The experimental protocol includes membrane hydration, stack thermal stabilization, low-current electrochemical conditioning, and systematic polarization testing over an applied current density up to 0.3 A/cm². Stack temperatures during operation range from approximately 312.1 at to 322.8 K, for water circulating at 55±3 °C at 200 mL/min. Hydrogen production is experimentally measured using a calibrated collection bag and compared against theoretical hydrogen generation calculated using Faraday’s law. The resulting Faradaic efficiency increased at relatively moderate current densities, indicating improved electrochemical utilization, to reach 98.03%.

Infrared (IR) thermography reveals non-uniform temperature distributions across the electrolyzer stack, with inter-cell and in-plane temperature gradients exceeding 9 °C, even under relatively low-current operation. As current density increases, localized hotspots become more pronounced, highlighting the role of ohmic heating and uneven current distribution.

Energy efficiency, calculated by combining electrical input power with measured hydrogen production rates, remains above 50% at relatively moderate current densities. However, efficiency declines significantly at higher currents due to the combined effects of increased ohmic losses, charge transfer limitations, and thermal non-uniformities. The results demonstrate a clear coupling between electrochemical resistance growth, thermal gradients, and reduced hydrogen production efficiency.

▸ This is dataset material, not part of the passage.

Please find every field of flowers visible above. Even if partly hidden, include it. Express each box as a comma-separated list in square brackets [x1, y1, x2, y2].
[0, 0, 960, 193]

Overall, this work provides a comprehensive characterization of the dynamic energetic response of a small-scale zero-gap PEM electrolyzer. By directly linking experimental hydrogen production and spatially resolved thermal behavior, the study offers valuable insights into loss mechanisms that limit efficiency and operational stability. These findings underscore the importance of optimized thermal management, material selection, and operating strategies for improving the performance and durability of small-scale PEM electrolyzers in green hydrogen applications. These findings are particularly relevant for improving the energy efficiency and durability of PEM electrolyzers used in renewable-energy-driven hydrogen production, thereby contributing to the development of more environmentally sustainable hydrogen technologies.